Sir Richard undressed, and went to bed. The boots, who brought up his blue coat in the morning, and his top-boots, was a little surprised to find that he had exchanged bedchambers with his supposed nephew, but accepted his explanation that he disliked his original apartment with only an inward shrug. The Quality, he knew, were full of whims and oddities.

Sir Richard looked through his glass at his coat, which he had sent downstairs to be pressed, and said he felt sure the unknown presser had done his best. He next levelled the eyeglass at his top-boots, and sighed. But when he was asked if there were anything amiss, he said No, nothing: it was good for a man to be removed occasionally from civilisation.

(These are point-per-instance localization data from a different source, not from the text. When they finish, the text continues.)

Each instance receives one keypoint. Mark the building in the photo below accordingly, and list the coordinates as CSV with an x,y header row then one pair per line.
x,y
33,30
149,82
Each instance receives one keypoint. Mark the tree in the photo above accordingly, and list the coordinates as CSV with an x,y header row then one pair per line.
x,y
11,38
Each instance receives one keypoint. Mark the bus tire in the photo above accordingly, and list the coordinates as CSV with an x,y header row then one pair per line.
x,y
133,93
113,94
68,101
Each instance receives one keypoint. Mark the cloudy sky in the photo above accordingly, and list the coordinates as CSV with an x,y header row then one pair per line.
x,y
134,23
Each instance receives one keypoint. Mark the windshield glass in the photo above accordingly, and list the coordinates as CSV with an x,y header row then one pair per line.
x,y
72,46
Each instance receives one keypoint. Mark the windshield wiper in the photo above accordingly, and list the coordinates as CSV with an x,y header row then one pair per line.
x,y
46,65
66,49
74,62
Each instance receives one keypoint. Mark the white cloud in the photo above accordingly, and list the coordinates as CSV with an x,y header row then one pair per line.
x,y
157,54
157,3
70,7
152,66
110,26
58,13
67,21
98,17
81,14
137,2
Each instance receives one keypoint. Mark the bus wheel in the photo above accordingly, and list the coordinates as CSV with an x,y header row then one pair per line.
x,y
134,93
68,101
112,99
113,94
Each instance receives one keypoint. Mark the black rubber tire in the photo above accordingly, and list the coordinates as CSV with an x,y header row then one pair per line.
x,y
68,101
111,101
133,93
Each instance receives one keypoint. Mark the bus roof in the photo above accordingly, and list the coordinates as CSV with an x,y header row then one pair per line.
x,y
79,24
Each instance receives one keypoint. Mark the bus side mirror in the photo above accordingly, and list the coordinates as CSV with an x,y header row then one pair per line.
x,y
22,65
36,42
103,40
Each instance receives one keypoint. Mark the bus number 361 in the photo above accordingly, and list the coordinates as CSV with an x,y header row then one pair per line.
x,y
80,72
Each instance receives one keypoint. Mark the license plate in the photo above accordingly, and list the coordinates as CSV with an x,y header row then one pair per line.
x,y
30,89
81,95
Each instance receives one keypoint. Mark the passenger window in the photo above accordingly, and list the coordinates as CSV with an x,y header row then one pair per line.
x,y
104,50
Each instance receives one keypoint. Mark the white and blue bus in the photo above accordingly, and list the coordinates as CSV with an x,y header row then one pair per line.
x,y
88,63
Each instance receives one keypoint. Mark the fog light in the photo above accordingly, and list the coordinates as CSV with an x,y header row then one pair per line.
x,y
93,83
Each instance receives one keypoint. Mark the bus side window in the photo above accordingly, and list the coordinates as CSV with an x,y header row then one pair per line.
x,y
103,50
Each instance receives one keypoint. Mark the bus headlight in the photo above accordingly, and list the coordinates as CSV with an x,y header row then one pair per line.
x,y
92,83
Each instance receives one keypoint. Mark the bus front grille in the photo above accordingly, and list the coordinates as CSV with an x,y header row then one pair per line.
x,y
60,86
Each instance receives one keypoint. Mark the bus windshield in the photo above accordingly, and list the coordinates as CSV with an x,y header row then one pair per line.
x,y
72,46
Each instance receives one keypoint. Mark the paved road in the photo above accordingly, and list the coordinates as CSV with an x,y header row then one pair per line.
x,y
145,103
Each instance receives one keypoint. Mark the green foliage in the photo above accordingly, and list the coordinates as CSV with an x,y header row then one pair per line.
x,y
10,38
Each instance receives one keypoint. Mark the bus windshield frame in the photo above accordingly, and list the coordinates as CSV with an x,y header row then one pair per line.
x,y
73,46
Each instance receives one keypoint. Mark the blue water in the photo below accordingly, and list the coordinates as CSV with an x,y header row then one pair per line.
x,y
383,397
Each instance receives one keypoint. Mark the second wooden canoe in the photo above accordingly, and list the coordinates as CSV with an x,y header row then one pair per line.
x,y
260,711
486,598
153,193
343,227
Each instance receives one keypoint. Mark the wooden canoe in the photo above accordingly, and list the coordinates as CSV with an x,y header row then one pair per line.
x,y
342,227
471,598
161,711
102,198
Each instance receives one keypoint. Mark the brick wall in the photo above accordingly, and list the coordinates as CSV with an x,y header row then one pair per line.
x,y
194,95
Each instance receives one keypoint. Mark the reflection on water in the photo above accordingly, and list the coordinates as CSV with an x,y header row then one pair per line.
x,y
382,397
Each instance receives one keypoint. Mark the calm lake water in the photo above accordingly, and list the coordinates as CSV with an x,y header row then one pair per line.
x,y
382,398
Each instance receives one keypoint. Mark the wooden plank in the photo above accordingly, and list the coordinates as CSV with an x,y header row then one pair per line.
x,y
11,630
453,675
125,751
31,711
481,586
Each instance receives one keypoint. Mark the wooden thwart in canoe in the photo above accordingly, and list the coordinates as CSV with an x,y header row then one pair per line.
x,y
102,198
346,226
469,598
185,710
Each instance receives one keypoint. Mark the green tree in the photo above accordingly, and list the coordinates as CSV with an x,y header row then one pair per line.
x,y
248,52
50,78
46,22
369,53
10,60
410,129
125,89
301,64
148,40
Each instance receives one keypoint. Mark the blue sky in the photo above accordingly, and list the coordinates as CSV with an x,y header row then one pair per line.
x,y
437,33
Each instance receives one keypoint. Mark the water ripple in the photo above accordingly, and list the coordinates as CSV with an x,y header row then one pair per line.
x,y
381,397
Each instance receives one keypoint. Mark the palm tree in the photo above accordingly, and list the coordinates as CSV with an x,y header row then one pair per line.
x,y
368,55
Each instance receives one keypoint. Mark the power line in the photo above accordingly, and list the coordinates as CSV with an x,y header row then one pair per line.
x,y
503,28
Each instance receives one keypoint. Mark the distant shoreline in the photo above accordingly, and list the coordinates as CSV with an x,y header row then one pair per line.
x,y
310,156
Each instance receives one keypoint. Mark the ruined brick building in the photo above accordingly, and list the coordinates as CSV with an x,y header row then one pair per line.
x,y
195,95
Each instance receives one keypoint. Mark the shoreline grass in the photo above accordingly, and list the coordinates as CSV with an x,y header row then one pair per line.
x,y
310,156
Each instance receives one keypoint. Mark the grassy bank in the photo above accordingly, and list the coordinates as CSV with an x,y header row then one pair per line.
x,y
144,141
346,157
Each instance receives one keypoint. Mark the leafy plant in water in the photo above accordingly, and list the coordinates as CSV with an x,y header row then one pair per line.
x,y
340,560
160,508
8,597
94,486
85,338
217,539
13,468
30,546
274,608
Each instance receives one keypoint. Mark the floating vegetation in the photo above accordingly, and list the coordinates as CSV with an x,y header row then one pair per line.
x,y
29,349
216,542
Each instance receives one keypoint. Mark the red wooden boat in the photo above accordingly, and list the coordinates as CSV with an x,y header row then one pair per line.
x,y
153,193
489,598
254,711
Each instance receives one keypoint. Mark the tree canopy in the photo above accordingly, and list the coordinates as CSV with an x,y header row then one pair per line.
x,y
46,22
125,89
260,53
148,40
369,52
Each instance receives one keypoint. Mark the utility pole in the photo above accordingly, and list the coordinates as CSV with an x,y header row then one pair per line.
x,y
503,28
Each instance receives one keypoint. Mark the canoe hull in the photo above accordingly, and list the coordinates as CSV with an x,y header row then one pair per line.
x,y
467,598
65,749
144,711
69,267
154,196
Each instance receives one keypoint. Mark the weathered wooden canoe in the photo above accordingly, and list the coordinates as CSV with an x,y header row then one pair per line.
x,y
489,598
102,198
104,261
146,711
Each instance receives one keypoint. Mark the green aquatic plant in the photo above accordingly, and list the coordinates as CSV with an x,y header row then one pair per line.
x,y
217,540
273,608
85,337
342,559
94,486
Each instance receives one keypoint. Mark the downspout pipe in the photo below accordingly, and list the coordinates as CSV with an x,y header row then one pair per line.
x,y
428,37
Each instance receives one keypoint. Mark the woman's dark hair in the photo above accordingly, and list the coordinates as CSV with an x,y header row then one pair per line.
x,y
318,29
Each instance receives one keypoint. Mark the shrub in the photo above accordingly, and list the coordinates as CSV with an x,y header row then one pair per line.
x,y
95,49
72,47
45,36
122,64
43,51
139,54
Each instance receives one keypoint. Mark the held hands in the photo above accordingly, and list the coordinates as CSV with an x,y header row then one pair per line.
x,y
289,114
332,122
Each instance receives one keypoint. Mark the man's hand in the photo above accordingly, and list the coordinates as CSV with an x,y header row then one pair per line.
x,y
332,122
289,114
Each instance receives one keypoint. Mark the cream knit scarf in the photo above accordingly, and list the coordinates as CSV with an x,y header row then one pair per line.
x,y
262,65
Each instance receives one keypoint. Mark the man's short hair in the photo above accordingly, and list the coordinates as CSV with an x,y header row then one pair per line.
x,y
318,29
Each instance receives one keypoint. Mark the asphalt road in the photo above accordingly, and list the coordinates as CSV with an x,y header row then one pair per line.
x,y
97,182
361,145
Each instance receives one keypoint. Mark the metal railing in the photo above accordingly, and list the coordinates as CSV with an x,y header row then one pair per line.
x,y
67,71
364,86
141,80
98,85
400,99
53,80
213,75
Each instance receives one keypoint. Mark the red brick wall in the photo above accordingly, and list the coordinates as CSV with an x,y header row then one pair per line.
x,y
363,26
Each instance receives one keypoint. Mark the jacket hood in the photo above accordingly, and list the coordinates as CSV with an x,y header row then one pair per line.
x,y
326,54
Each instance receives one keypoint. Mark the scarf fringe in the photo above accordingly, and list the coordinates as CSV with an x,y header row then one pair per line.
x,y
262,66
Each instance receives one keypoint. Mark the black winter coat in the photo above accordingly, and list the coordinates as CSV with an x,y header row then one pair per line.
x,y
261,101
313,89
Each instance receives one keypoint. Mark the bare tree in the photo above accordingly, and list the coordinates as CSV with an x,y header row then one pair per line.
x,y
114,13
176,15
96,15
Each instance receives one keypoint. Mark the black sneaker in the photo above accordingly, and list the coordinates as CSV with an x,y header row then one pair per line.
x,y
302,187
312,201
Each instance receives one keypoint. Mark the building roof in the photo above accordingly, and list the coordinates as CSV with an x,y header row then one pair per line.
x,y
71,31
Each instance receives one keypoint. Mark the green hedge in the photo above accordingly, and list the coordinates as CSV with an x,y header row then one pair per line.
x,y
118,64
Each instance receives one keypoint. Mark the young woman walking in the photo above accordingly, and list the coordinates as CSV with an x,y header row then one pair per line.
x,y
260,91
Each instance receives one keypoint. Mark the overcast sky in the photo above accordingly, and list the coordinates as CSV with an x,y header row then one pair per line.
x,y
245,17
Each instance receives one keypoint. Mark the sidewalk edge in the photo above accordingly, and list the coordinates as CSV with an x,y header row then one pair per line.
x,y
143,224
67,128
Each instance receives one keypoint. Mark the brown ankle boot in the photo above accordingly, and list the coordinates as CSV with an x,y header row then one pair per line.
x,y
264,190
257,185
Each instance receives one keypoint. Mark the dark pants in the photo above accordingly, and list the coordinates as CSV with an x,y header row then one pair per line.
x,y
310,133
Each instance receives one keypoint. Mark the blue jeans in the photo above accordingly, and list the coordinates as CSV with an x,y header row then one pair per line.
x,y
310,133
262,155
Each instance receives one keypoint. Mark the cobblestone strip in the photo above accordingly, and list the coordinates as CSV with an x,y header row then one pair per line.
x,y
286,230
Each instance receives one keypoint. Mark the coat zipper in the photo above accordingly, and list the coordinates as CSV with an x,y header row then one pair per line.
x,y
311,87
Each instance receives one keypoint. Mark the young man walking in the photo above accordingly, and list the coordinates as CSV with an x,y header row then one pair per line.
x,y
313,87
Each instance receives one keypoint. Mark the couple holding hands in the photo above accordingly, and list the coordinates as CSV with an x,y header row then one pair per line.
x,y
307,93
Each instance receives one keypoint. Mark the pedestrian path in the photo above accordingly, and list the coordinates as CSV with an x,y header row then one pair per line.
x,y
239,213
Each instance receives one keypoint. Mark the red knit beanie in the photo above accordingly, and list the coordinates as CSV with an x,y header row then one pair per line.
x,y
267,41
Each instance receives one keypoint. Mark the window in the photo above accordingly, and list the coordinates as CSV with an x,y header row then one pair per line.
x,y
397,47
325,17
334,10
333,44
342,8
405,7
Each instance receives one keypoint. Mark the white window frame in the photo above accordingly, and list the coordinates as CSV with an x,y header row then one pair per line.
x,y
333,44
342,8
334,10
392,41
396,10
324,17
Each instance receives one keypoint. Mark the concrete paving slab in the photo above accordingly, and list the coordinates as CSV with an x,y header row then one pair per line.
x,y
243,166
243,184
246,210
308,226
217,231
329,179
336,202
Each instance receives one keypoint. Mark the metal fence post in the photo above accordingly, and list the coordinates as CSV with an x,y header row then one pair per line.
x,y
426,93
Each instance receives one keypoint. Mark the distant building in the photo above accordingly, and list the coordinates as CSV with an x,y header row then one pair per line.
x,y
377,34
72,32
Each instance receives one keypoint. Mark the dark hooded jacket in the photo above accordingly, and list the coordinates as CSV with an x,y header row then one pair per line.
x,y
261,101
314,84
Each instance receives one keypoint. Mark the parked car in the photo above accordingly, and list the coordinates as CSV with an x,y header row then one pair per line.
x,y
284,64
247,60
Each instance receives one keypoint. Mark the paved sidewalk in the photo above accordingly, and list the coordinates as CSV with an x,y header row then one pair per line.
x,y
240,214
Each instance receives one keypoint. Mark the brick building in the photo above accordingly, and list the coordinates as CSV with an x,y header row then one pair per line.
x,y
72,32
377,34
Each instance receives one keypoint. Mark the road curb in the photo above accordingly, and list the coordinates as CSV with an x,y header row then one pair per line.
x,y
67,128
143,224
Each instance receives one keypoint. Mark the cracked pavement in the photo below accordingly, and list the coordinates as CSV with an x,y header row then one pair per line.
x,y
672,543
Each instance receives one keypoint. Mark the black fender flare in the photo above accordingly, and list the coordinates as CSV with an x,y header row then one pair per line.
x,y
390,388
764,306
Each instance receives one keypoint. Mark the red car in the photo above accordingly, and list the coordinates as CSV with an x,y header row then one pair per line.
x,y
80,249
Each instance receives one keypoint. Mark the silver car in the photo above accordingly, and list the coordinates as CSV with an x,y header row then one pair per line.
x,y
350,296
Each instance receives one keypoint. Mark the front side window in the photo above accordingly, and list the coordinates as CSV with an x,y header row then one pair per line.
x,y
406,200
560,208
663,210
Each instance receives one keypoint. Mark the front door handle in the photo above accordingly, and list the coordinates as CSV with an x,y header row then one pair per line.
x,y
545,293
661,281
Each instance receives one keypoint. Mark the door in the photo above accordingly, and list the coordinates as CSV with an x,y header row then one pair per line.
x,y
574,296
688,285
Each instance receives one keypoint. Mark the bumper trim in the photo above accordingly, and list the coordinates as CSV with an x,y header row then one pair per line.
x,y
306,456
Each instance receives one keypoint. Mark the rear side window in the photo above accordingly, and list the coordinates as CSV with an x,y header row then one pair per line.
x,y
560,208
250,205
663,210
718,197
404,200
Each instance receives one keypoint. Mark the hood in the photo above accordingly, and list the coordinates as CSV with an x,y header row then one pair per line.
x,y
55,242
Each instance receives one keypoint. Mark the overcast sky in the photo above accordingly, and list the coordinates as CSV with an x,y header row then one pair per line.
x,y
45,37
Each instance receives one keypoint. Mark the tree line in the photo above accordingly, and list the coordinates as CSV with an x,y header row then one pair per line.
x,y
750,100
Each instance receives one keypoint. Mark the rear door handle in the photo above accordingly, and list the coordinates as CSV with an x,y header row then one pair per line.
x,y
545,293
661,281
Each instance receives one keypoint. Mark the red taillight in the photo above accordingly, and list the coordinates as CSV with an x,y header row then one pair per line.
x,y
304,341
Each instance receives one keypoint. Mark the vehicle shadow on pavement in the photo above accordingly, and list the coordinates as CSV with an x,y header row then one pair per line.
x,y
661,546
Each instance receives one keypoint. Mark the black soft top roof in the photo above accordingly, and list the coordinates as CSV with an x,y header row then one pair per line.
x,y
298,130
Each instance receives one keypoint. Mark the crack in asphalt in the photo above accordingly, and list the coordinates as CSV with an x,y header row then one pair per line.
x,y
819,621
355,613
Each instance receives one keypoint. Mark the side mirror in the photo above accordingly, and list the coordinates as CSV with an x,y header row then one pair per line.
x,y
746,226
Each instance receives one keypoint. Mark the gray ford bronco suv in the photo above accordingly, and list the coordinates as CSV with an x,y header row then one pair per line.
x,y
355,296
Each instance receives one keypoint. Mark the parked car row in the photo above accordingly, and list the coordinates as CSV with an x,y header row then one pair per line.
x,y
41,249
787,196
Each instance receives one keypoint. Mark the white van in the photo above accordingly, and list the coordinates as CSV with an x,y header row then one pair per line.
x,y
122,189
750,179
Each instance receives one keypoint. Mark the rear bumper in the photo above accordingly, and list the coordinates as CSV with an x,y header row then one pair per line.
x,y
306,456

The top-boots stood side by side, glossily black and without a speck upon them of dust, or mud. Sir Richard shook his head sadly, and sighed again. He was missing his man, Biddle, in whose ingenious brain lay the secret of polishing boots so that you could see your face reflected in them.

But to anyone unacquainted with the art of Biddle Sir Richard’s appearance, when he presently descended the stairs, left little to be desired. There were no creases in the blue coat, his cravat would have drawn approval from Mr Brummell himself, and his hair was brushed into that state of cunning disorder known as the Windswept Style.

As he rounded the bend in the stair-case, he heard Miss Creed exchanging friendly salutations with a stranger. The stranger’s voice betrayed his identity to Sir Richard, whose eyes managed, for all their sleepiness, to take very good stock of Captain Trimble.

Sir-Richard came down the last flight in a leisurely fashion, and interrupted Miss Creed’s harmless remarks, by saying in his most languid tone: “My good boy, I wish you will not converse with strangers. It is a most lamentable habit. Rid yourself of it, I beg!”

Pen looked round in surprise. It occurred to her that she had not known that her protector could sound so haughty, or look so—yes, so insufferably proud!

Captain Trimble turned too. He was a fleshy man, with a coarse, florid sort of good-looks, and a rather loud taste in dress. He said jovially: “Oh, I don’t mind the lad’s talking to me!”

Sir Richard’s hand sought his quizzing-glass, and raised it. It was said in haut-ton circles that the two deadliest weapons against all forms of pretension were Mr Brummell’s lifted eyebrow, and Sir Richard Wyndham’s quizzing-glass. Captain Trimble, though thick-skinned, was left in no doubt of its blighting message. His cheeks grew dark, and his jaw began to jut belligerently.

“And who might you be, my fine buck?” he demanded.